Readers of our entertainment law blogs who are football fans obviously know what we’re alluding to at The Law Offices of Barry K. Rothman when we refer to the Big Game. That 50-year-plus annual American spectacle is more commonly termed the Super Bowl. Legions of Los Angeles area residents are likely taking a special interest in the game this year, with the LA Rams vying for the title.
So-called Super Sunday is the virtual Holy Grail for the network airing the contest, as well as for legions of business advertisers happy to fork over $1 million or more for a 60-second ad.
And, oh yes, the National Football League stands to rake in a bit of cash from the handful-plus of television hours devoted to the extravaganza (e.g., a reported $1 billion-plus alone just from the network).
League officials jealously guard those dollars, which means that the NFL is like a focused team of Doberman Pinschers when it comes to safeguarding its Super Bowl name and other trademarked property linked with it.
To wit: Use that name in an ad or promotion without first dealing with the NFL and expect a quick visit from league attorneys. Make even an arguably cryptic reference to anything Bowl-linked in that context and expect the same.

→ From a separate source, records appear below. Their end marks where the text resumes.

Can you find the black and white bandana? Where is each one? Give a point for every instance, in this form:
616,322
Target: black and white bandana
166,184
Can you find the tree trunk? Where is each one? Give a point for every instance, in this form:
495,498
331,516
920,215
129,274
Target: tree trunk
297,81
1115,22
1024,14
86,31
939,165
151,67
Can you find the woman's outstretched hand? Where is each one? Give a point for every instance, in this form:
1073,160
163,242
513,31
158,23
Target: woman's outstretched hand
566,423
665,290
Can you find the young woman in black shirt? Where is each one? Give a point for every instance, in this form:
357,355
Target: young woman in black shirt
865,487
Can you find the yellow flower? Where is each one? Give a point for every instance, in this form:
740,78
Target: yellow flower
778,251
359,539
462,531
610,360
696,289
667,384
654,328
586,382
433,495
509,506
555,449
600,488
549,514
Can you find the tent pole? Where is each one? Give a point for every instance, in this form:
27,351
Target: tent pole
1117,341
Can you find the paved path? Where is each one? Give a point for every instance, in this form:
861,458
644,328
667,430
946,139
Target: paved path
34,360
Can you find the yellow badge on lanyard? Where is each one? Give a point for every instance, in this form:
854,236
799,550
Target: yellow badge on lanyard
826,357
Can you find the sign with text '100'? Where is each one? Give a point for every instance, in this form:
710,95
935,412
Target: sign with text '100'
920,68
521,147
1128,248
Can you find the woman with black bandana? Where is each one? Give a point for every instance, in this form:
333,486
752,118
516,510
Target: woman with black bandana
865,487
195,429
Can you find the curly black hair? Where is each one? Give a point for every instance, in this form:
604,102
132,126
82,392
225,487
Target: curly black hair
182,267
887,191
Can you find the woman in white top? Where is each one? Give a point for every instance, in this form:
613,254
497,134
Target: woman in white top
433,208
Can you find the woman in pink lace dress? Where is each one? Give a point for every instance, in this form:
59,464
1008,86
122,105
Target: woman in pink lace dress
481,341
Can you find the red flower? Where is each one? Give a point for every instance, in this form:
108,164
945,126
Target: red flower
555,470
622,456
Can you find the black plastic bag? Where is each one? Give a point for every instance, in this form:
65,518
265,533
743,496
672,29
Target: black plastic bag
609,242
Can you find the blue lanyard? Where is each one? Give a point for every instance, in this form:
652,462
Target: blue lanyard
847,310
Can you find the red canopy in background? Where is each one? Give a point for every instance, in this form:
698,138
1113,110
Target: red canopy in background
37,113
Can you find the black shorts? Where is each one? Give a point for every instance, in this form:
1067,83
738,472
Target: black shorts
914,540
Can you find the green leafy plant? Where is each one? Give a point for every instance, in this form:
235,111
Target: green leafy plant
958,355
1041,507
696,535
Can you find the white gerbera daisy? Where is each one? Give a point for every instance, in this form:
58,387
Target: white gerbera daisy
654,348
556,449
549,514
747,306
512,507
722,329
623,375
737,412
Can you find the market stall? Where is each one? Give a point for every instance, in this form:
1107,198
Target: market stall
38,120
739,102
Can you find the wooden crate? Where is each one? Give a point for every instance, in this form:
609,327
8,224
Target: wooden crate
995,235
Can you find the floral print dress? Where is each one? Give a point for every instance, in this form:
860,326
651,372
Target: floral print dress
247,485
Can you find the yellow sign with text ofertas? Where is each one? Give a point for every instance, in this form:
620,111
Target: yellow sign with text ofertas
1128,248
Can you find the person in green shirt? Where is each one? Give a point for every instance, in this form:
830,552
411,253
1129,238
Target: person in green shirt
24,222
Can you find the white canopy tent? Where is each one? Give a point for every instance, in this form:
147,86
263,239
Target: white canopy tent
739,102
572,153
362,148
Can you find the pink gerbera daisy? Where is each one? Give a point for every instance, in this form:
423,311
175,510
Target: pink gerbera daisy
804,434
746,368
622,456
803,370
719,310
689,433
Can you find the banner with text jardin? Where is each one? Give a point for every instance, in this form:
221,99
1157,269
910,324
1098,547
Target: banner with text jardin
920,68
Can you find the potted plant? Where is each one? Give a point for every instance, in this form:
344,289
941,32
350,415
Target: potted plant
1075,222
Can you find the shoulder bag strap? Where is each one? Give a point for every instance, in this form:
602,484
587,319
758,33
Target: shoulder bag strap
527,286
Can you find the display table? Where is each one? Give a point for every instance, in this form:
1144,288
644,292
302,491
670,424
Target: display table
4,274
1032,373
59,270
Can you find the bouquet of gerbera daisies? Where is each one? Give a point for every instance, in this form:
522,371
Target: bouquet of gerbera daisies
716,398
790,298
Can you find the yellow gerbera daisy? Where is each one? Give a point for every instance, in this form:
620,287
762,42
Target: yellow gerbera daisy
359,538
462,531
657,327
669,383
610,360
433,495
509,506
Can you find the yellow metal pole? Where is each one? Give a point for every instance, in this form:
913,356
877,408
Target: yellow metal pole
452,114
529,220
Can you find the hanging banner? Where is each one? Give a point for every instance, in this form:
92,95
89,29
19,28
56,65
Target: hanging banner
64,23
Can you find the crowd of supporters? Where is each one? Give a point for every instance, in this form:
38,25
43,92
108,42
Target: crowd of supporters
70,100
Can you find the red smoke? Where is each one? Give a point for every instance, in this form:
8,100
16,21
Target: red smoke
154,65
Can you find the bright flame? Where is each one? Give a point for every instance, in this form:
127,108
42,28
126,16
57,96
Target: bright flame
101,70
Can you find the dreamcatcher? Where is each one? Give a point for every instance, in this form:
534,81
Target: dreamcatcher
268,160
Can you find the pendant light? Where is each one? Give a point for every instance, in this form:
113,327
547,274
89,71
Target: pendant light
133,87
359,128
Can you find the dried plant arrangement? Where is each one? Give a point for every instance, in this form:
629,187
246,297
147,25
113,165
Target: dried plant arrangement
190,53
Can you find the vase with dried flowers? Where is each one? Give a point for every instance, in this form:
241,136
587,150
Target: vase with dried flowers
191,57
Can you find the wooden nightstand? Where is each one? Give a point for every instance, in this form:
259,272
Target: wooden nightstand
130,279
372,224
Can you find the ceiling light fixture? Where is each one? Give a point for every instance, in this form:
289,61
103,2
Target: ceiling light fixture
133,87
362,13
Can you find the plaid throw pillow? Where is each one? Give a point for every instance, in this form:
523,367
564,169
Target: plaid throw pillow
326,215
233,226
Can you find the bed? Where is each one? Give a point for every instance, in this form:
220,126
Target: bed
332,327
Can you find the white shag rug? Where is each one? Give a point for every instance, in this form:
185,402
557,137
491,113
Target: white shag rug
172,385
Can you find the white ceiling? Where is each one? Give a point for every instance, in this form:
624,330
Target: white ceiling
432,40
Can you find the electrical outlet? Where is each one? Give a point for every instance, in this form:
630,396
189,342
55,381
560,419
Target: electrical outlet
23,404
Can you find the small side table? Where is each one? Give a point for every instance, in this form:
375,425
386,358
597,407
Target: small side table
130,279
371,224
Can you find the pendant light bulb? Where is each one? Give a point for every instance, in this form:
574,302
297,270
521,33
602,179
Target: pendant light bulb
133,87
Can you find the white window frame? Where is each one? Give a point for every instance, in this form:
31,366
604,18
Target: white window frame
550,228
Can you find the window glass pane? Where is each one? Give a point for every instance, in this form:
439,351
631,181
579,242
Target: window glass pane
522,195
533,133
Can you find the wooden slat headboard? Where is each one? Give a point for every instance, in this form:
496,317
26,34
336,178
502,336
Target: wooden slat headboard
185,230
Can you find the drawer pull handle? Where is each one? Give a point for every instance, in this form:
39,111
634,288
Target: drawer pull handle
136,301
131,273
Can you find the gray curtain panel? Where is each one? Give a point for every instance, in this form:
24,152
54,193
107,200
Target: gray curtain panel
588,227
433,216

A recent article on the Super Bowl and its apex position in sports advertising makes the obvious point that that “the NFL is extremely aggressive in protecting its golden goose from [efforts to] trade off the goodwill associated with the game.”
Indeed, the league once sent a cease-and-desist letter to a local church group showing the game and charging a mere three bucks to viewers to cover snack outlays.
Here’s a word of advice: Go ahead and invite people over to the house to watch the Big Game this Sunday (that usage remains free for public use). Just don’t charge them or connect anything you do to the contest, absent the league’s permission. Otherwise you might get an unwanted knock on the door by halftime.